2.     Dependence/Choice

In one instance the person being hit has dependence on the person delivering the blows. Whether this is financial dependence, emotional support, or other pressures to stay in a relationship with their aggressor. Can you guess which instance this applies to? I’ll give you a hint - I very much doubt Jay Z depends on Solange in any kind of way. Why does dependence matter? Because it is related to power dynamics and control, control over a person’s actions, decisions, and emotions. It is related to the position more women than men are forced to be in when they do not receive equal pay or opportunities, for example. When dependence and control are being evaluated we must then think of the choice the individuals in each case have to change their situation. Many critics have blamed Janay for staying in her very apparent abusive relationship. But what exactly do you think her choices were in the elevator? And what do you think her choices are now? Don’t forget that she also has a child to think of. Let’s compare the first question to the Jay Z and Solange example where Jay Z has a security guard to protect him where he has the choice to have someone help, where he has the choice to never speak to Solange ever again. Now, I’m not saying that there aren’t other options for Janay Palmer nor that there is not hope, but I am highlighting the immense challenges she will face just like other victims of abuse have faced when attempting to change their circumstances (remember the statistics); challenges that Jay Z will never have to even consider. Don’t get me wrong, there are many male victims of domestic abuse who exist in the same kinds of dependent relationships as Janay and who are also limited on options, all I’m saying is that Jay Z is most definitely not one of them.

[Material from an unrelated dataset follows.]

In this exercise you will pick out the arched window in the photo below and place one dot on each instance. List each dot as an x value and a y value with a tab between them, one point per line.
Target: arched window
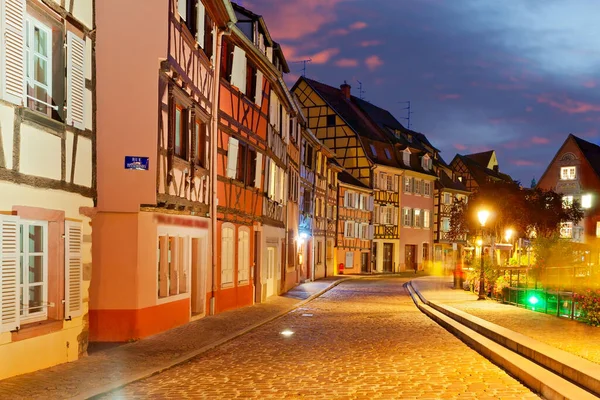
227	254
243	255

Now although I have much more to say about Ray Rice I will begin to close with the following story that I believe closely relates to this circumstance. On May 23rd of 2014 Elliot Rodger murdered six people and injured thirteen more on a killing spree at UC Santa Barbara. He described the attack as resulting from a desire to punish women for rejecting him. Women and men both died in the shooting, it was a horrible day for the nation and especially fear-inducing for fellow college women like myself. Remember what I said about observing the way those around you perpetuate the problem often through social media when tragedies occur? A Facebook friend of mine posted the following in regards to the shooting: “Not to take away from the Santa Barbara killings or anything but I want to remind everyone that men get killed daily too.” …Are you seeing the similarities? For some reason, it is extremely difficult for people to give female victims the respect and honor they deserve, there is always some unfounded comparison brought up, always questions of their integrity, of their claims, of their suffering rather than an attempt to stop the perpetuations of abuse. And people still wonder why victims cannot escape, run, or fight when confronted. (Actually, this question of integrity and claims is an issue of all minorities in the US, especially black people, but that is for a later post)

 To close, in response to the Ray Rice controversy, the White House issued this statement: “Hitting a woman is not what a real man does, and that's true whether or not an act of violence happens in the public eye, or, far too often, behind closed doors. Stopping domestic violence is something that's bigger than football - and all of us have a responsibility to put a stop to it." Well, according to statistics and current constructions of the male gender, hitting women is what a lot of men choose to do, so maybe we should take more steps to redefine what a “real man” is first; or rather, move away from gender and focus on what real humanity can be. But, the White House is right that all of us have a responsibility to stop it and we can all start by educating ourselves, knowing the facts, redefining gender roles, and supporting all victims so that when people say: “Solange Knowles=Ray Rice” we can acknowledge some similarities and then correct them.